Événement | Date | Détails |
---|---|---|
Enquête journalistique | Fin 2024 | Révélation des violences sur Jean Pormanove et Coudoux. |
Garde à vue | Janvier 2025 | Naruto et Safine interrogés pour violences sur personnes vulnérables. |
Décès de Jean Pormanove | 18 août 2025 | Mort en direct lors d’un live sur Kick. |
Réaction des autorités | 19 août 2025 | Saisie de l’ARCOM et signalement sur Pharos. |
Un Appel à la Réflexion Collective
Le décès de Jean Pormanove n’est pas seulement une tragédie personnelle ; il est le symptôme d’un malaise plus profond dans l’univers du streaming et des réseaux sociaux. Comment une société peut-elle tolérer que des individus soient transformés en objets de divertissement, maltraités sous le regard de milliers de spectateurs ? Ce drame interpelle chacun : les plateformes, les autorités, mais aussi le public, qui, par ses interactions, alimente ce système.
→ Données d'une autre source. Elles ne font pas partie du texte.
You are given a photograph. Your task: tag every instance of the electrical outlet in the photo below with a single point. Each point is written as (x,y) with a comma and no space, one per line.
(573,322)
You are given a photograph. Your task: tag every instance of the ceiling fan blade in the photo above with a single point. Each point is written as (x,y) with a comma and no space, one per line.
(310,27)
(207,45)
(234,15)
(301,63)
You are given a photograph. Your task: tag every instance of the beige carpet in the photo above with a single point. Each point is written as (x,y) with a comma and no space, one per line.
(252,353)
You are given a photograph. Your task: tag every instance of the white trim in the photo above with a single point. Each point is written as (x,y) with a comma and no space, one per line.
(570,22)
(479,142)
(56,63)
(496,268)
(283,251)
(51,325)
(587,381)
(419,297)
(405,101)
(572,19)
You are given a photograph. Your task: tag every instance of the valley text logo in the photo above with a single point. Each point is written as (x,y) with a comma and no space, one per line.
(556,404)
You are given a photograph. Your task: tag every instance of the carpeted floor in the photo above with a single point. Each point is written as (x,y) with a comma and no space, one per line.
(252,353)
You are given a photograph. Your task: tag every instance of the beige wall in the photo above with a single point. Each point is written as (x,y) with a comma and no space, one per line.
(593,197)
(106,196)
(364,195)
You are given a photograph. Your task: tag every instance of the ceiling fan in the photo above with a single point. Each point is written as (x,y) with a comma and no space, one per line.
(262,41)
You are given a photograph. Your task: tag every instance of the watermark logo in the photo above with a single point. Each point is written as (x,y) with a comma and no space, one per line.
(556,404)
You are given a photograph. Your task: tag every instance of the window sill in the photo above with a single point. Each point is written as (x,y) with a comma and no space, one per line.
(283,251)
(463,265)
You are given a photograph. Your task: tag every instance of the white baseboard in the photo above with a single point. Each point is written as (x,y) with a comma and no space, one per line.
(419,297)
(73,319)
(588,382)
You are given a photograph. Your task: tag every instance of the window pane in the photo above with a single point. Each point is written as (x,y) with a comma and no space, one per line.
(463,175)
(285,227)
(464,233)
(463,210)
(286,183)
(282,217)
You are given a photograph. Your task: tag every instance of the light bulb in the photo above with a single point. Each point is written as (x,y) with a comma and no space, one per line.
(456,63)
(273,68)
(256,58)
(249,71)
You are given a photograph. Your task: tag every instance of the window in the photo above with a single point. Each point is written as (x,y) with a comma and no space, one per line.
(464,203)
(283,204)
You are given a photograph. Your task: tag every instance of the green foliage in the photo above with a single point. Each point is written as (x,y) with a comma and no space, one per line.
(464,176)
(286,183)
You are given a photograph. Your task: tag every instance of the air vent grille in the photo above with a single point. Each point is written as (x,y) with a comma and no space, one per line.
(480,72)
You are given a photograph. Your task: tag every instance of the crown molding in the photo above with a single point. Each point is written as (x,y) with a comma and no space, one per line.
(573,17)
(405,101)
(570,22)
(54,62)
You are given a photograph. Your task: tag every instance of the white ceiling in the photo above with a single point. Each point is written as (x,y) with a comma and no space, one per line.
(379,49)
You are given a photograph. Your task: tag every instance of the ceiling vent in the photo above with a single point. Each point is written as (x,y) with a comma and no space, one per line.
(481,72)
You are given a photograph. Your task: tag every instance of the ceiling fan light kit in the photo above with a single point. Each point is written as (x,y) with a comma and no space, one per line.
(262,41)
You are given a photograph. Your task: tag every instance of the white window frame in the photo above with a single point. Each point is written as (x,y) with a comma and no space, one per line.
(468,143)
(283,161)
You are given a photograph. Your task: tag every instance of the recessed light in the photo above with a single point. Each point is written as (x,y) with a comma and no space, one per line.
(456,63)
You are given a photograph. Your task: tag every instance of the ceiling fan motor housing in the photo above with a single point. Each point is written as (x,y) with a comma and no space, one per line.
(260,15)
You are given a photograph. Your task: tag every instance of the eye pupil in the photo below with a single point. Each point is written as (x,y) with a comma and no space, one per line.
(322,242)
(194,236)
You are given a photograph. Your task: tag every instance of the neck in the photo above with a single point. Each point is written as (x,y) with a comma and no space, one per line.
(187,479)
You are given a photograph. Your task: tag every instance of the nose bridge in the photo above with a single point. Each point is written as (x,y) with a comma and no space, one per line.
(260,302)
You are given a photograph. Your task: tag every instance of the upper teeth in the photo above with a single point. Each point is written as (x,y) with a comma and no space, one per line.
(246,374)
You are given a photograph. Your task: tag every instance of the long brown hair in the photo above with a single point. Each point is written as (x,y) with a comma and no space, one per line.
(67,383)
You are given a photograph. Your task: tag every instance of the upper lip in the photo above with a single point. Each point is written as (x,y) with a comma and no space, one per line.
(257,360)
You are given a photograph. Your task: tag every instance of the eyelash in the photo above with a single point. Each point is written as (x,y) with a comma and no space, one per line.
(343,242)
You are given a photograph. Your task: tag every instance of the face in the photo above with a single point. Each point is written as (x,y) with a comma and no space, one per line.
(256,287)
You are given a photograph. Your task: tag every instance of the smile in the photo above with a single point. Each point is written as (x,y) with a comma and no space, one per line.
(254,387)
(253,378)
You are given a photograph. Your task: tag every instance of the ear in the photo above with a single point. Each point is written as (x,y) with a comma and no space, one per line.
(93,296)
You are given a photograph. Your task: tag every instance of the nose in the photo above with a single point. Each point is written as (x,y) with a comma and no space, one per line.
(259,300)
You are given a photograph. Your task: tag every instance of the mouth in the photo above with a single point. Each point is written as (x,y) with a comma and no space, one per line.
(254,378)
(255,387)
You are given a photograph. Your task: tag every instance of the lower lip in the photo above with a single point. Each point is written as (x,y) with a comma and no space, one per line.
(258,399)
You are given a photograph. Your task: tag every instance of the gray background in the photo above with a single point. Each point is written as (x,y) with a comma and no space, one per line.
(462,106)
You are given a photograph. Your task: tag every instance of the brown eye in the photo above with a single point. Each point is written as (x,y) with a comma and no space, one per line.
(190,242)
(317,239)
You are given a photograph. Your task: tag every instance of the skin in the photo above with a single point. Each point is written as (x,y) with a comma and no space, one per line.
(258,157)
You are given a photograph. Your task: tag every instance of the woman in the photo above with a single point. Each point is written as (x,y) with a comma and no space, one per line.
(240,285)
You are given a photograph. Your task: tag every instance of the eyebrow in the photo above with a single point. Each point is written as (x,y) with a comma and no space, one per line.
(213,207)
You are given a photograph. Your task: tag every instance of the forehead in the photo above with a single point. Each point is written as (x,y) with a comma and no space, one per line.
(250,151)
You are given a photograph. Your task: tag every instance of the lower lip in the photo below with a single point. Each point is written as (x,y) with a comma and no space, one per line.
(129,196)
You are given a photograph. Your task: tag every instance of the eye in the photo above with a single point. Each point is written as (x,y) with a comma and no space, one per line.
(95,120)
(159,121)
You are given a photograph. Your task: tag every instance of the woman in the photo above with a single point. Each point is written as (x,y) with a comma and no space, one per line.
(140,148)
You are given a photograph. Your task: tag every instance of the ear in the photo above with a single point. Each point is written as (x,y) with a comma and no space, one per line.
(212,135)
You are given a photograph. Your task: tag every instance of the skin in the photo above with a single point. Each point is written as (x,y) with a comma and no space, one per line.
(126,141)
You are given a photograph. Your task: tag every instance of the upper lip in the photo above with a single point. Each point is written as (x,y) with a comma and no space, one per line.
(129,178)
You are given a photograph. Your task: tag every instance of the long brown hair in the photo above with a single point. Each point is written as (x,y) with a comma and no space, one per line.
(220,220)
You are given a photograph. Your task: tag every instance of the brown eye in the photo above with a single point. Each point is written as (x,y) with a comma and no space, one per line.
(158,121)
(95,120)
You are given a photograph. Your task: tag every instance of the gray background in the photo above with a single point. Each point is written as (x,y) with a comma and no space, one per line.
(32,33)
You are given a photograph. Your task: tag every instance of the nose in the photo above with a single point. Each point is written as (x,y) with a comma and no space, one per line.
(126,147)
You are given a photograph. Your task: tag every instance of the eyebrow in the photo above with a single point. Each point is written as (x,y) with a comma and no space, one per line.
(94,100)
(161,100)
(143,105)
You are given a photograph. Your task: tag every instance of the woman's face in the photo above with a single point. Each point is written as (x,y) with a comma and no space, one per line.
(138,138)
Pour éviter que de telles tragédies se reproduisent, plusieurs pistes peuvent être envisagées :
- Renforcer la régulation : Imposer des sanctions plus rapides et sévères aux plateformes qui tolèrent des contenus illicites.
- Sensibiliser le public : Éduquer les spectateurs, en particulier les jeunes, sur les conséquences de leurs dons et commentaires.
- Protéger les créateurs : Mettre en place des mécanismes pour identifier et soutenir les personnes vulnérables dans l’univers du streaming.
- Responsabiliser les influenceurs : Inciter les créateurs à adopter des pratiques éthiques et respectueuses.
Le cas de Jean Pormanove doit servir d’électrochoc. Il rappelle que derrière chaque écran, il y a des vies humaines, des familles, et des responsabilités. Alors que l’enquête suit son cours, une question demeure : ce drame aurait-il pu être évité si les alertes avaient été prises au sérieux plus tôt ?
En attendant les conclusions de l’autopsie et les éventuelles suites judiciaires, la mémoire de Raphaël Graven mérite respect et dignité. Ce drame, au-delà de la polémique, est une invitation à repenser notre rapport au numérique et à la violence qu’il peut engendrer.